Saturday, June 20, 2009

Nexus 2148 Blocks BPDUs

We ran into a small issue this week with the cloud. We can easily overcome it but it seems that Cisco has a few design flaws to work out with the Nexus 2148, or fabric extenders which they refer to them as.

As you know from previous posts, we've launched our cloud offering and we've had very good public response from it. We've got about a dozen customers provisioned on it now and the requirement has emerged (we knew it would) to connect a customer cloud environment to their dedicated environment. In this particular case, Oracle RAC isn't supported on VMWare (go figure). We have a customer that wants to provision all of their front end web servers in the cloud but use an Oracle RAC implementation in the back end. So basically what we need to do is to build a RAC environment in a dedicated space for the customer and have it connect to the customer's cloud infrastructure.

Initially, we were just going to have the customer's RAC environment sit in a dedicated rack somewhere in the data center. We were going to run a couple of cross connects to the cage where our cloud infrastructure sits and then connnect it into the Cisco Nexus 2148 fabric extenders since those provide 48 gig copper ports.

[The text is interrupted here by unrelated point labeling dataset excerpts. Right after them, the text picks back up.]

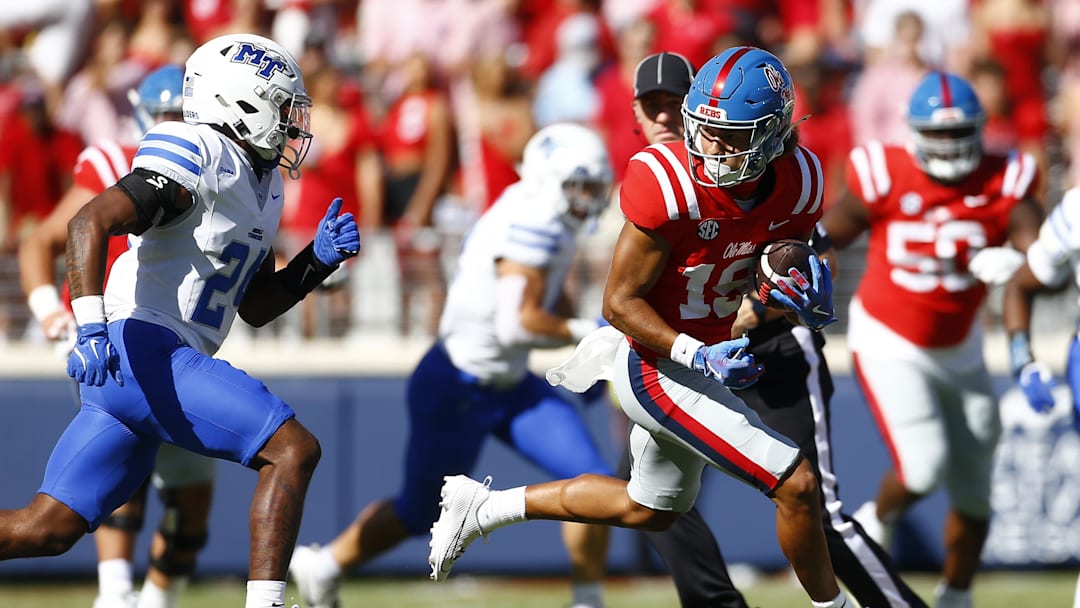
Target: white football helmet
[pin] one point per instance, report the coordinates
(569, 163)
(253, 86)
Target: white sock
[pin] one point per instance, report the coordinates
(952, 597)
(325, 566)
(153, 596)
(501, 509)
(838, 602)
(266, 594)
(588, 595)
(115, 578)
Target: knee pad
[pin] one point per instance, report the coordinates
(921, 471)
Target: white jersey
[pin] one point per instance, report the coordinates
(517, 228)
(190, 274)
(1057, 250)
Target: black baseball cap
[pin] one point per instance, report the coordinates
(670, 72)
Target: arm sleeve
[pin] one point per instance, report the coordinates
(173, 149)
(1058, 242)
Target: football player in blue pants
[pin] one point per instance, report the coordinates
(204, 198)
(505, 299)
(185, 481)
(1049, 261)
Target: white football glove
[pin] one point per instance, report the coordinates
(995, 266)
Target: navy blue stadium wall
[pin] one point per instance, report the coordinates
(362, 426)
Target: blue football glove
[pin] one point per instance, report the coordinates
(720, 360)
(744, 377)
(94, 359)
(1036, 381)
(812, 300)
(338, 238)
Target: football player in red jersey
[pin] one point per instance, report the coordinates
(697, 212)
(916, 346)
(185, 480)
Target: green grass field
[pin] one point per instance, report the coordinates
(997, 590)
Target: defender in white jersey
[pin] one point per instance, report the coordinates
(204, 198)
(505, 300)
(185, 481)
(1051, 258)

In the dedicated environment, the customer was going to have a couple of switches for their RAC servers and we'd just connect those switches to the 2148s.....all would be good.

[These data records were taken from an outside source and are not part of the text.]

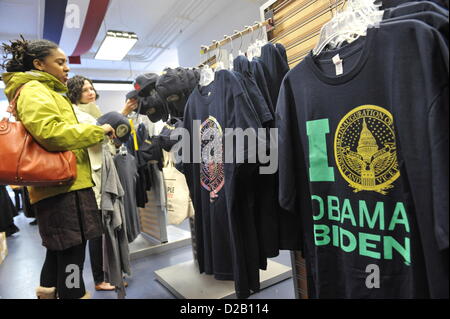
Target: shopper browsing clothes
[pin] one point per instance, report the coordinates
(67, 215)
(83, 96)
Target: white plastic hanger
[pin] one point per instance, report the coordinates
(348, 25)
(230, 55)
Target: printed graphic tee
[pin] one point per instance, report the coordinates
(225, 242)
(364, 161)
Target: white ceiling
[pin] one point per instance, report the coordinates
(161, 27)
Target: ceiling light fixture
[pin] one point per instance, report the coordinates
(116, 45)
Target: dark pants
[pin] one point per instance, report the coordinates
(17, 195)
(96, 254)
(64, 270)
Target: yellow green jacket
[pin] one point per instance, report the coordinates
(48, 115)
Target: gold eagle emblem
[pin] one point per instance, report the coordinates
(365, 149)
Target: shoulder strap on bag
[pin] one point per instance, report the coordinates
(13, 104)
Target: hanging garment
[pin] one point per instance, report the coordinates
(222, 251)
(116, 256)
(364, 161)
(435, 20)
(243, 68)
(127, 171)
(277, 67)
(144, 181)
(262, 78)
(395, 3)
(276, 228)
(414, 7)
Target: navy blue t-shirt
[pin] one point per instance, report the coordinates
(435, 20)
(262, 77)
(395, 3)
(226, 242)
(414, 7)
(243, 68)
(276, 66)
(364, 161)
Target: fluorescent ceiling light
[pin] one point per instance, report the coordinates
(116, 45)
(113, 87)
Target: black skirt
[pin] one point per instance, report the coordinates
(69, 219)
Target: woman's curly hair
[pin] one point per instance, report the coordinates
(20, 54)
(75, 86)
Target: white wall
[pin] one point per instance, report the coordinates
(111, 101)
(230, 19)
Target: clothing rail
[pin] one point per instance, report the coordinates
(236, 35)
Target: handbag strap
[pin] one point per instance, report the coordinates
(12, 107)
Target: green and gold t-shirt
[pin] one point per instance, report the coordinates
(363, 146)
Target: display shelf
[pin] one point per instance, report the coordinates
(185, 282)
(145, 245)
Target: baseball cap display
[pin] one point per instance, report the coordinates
(154, 107)
(175, 86)
(120, 124)
(164, 137)
(151, 151)
(143, 85)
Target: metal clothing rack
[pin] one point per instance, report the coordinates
(156, 236)
(184, 280)
(237, 34)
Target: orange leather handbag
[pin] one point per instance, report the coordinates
(26, 163)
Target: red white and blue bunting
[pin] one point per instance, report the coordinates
(74, 24)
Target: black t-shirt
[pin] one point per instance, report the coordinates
(364, 160)
(414, 7)
(395, 3)
(225, 242)
(276, 66)
(262, 78)
(242, 67)
(435, 20)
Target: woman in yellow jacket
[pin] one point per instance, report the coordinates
(67, 215)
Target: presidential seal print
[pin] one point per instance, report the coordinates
(212, 174)
(365, 149)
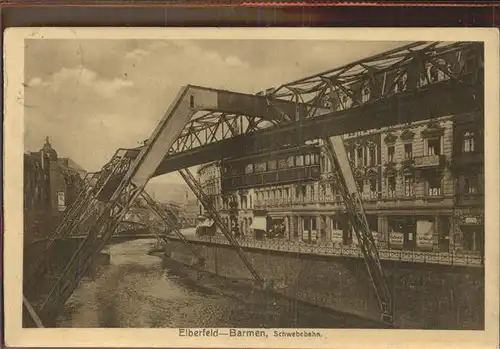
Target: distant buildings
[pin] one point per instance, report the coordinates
(422, 183)
(50, 186)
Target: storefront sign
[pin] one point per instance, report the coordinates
(396, 240)
(425, 232)
(314, 235)
(337, 236)
(355, 241)
(61, 205)
(471, 220)
(427, 161)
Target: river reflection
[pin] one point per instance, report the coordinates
(135, 291)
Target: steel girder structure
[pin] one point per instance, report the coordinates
(392, 79)
(123, 179)
(208, 204)
(201, 117)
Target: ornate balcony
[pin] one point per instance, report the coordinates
(428, 161)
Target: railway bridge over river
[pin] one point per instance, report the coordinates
(417, 82)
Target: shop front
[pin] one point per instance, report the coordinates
(205, 226)
(411, 232)
(309, 230)
(472, 231)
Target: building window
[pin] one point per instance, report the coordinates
(359, 157)
(408, 151)
(391, 186)
(299, 160)
(346, 101)
(422, 80)
(372, 153)
(260, 167)
(468, 145)
(271, 165)
(351, 155)
(408, 184)
(282, 163)
(434, 146)
(434, 186)
(359, 182)
(373, 187)
(401, 82)
(365, 93)
(390, 153)
(471, 185)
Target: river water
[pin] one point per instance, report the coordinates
(135, 291)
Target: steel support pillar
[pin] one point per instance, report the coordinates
(208, 204)
(335, 150)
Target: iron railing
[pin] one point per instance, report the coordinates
(453, 258)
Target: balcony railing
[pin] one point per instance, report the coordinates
(349, 251)
(286, 202)
(428, 161)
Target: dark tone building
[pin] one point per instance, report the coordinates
(51, 184)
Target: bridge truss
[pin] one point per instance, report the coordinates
(205, 124)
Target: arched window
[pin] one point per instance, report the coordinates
(436, 72)
(345, 101)
(408, 182)
(401, 83)
(468, 142)
(391, 183)
(365, 93)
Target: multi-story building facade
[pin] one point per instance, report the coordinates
(51, 184)
(421, 182)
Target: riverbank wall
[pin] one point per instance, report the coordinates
(425, 296)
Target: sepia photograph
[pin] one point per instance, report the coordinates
(231, 188)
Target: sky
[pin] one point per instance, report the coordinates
(91, 97)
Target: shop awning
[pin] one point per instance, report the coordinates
(205, 224)
(259, 223)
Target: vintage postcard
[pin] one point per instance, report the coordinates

Then we found the problem. The 2148 blocks BPDU (bridge protocol data unit) packets so we can't connect another switch to them. It will send the port into err-disable. The problem is that BPDUs are blocked by default and you can't change this setting. Rats!!! I'm sure Cisco has some great rational explanation for why they did it (like they're trying to get rid of spanning tree or something) but I think it's so you have to take the connection up to the Nexus 5020 or 7000 series and burn your 10G SFP slots. More 1oG ports get burned...Cisco makes more money. I know, I know.....I may be being harsh on Cisco and somewhat understand their rationale but it makes life a little more difficult.

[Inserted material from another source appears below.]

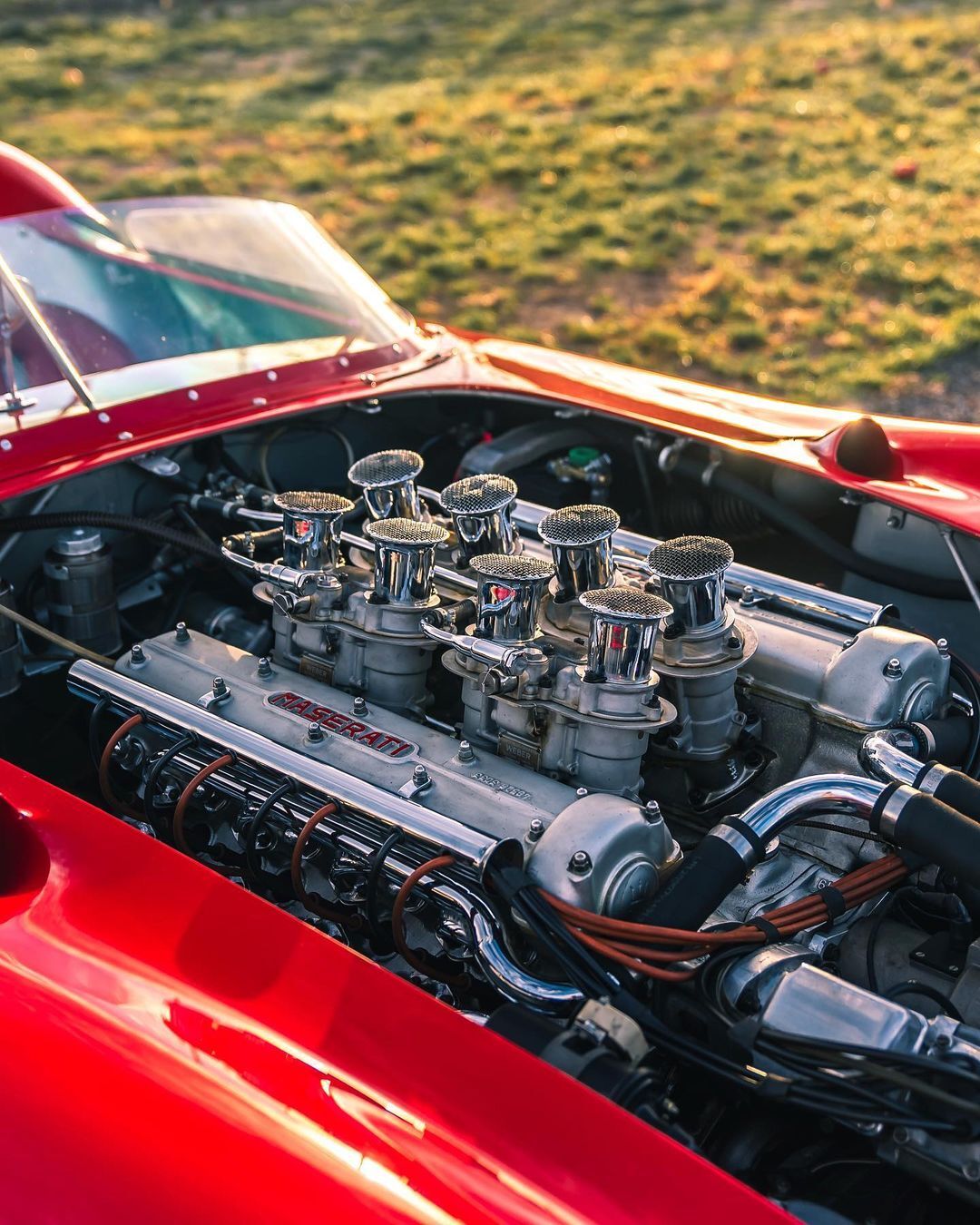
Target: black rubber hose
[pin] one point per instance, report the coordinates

We ultimately decided to just provision a couple of ToR switches (Cisco 3750 or 4948) to service this need. No big deal but it would have been nice to be able to use the ports on those 2148s as we have a lot that aren't going to be used for other purposes.

Note that we did verify you can't disable this feature. Documentation is hard to find to support this but we fully tested it in the cloud lab so if you're out there racking your brain trying to figure this out, give it up for now.